Jagland was upset that newspapers Dagbladet, VG and Dagens Næringsliv (DN) published stories in the final weeks of the election campaign about questionable private investments held by Jonas Gahr Støre, Labour’s leader and defeated prime minister candidate. The newspapers reported how Støre had invested in a housing development that defied Labour’s preferred employment practices, and how he’d invested in a hedge fund that had holdings in a company that produces components for nuclear weapons, which Labour opposes.
Støre, who has inherited wealth, had trouble explaining how he’d managed his investments, initially refused to identify the funds where he placed his family’s money. Then he sold off those that were being questioned. There also were reports that Støre had received free legal advice and assistance in selling off part of his investments from his good friend and high-profile lawyer Knut Brundtland, son of former Labour Prime Minister Gro Harlem Brundtland. Støre had also been criticized for being involved in tax-free “favours between friends” regarding the renovation of the boat pier at his summer home. Labour Party officials, meanwhile, were reportedly unaware of Støre’s investments and alleged receipt of favours from friends, and had no strategy for handling what could amount to conflicts of interest.
Things got worse for Støre because of his bungled response to the revelations about his personal fortunes and, not least, when he hired another lawyer who formerly worked as a government attorney to try to stop Norwegian Broadcasting (NRK) from running a story about his private financial matters. That also received negative press coverage.

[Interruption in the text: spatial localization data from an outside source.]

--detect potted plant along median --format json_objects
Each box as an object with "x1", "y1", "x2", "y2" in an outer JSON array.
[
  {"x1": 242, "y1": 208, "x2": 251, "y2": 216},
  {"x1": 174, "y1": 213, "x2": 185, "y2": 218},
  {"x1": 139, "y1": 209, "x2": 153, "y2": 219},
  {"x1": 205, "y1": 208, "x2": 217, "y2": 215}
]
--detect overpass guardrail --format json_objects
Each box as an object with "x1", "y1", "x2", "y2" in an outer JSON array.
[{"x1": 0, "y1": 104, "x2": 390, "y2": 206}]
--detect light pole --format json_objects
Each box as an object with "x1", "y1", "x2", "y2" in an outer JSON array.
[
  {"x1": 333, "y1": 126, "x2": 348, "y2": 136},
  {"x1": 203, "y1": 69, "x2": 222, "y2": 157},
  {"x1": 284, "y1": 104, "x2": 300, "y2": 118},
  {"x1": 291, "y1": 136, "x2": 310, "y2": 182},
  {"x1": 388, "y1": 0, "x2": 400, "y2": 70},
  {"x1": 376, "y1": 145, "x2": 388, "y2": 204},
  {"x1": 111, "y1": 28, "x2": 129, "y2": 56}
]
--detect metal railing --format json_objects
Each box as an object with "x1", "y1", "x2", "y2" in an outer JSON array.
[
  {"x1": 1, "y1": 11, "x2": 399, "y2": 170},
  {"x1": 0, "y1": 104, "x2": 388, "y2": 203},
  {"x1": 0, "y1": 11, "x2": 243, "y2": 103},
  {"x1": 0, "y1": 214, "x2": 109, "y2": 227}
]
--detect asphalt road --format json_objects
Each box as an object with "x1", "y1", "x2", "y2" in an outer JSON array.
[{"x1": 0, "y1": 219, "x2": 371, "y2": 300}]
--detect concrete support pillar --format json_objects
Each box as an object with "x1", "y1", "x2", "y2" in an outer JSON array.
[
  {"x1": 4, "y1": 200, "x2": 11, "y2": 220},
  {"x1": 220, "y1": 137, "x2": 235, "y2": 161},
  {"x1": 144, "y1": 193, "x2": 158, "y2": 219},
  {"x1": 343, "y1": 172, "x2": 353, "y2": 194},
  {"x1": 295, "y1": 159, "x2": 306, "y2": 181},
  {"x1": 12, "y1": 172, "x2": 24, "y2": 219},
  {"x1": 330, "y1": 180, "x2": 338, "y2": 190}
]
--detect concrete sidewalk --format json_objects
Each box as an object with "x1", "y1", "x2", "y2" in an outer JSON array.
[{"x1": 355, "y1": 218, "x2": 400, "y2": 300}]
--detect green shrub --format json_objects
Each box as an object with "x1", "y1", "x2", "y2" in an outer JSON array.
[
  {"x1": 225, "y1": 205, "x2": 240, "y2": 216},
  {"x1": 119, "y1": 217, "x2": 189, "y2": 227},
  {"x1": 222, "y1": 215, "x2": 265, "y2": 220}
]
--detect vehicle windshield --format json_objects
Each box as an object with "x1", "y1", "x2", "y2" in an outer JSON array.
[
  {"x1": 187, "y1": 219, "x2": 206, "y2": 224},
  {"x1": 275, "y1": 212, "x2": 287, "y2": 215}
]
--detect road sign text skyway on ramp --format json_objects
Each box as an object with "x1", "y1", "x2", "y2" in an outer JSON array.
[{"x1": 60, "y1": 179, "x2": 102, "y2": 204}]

Even though it’s the media’s job to expose such potential conflicts of interest, Jagland criticized the media on Facebook and went further. As newspaper Aftenposten editorialized on Saturday, Jagland “more than suggested” that the newspapers had sat on the information and saved it for publication close to the election. Jagland called that “a democratic problem.”
The media outlets involved deny the charge while Aftenposten accused Jagland of resorting to “conspiracy theories,” claiming that’s a much bigger democratic problem. “The secretary general of the Council of Europe should avoid that type of intimation, unless it can be based on concrete examples,” Aftenposten wrote.
Jagland may have been excused from such a folly “if he’d been writing privately and came with such claims late at night,” the paper continued, “but he wrote during work hours and dragged his attack on Norwegian media into his work as secretary general of the Council of Europe.”
Jagland himself acknowledged that attacks on freedom of the press by government authorities is a major concern, but added that “fake news” and alleged slanted reports were also a worry. Norwegian media fired back, noting that Jagland’s unsubstantiated allegations against the media were especially alarming since they come at a time when freedom of the press is under real threat in Turkey, Poland, Russia and other countries that are members of the Council of Europe.
“Støre was naive about his private economy before the election, and when criticism arose, he tackled it poorly,” Aftenposten editorialized over the weekend. “Luckily the Labour Party leadership itself has a better understanding that this was not the main reason for the election defeat.”
The newspaper, Norway’s largest, suggested that Jagland “must have short-circuited.” As secretary general of an organization that among other things must defend freedom of the press, Aftenposten claimed Jagland “should base criticism on realities, not unconnected impressions.”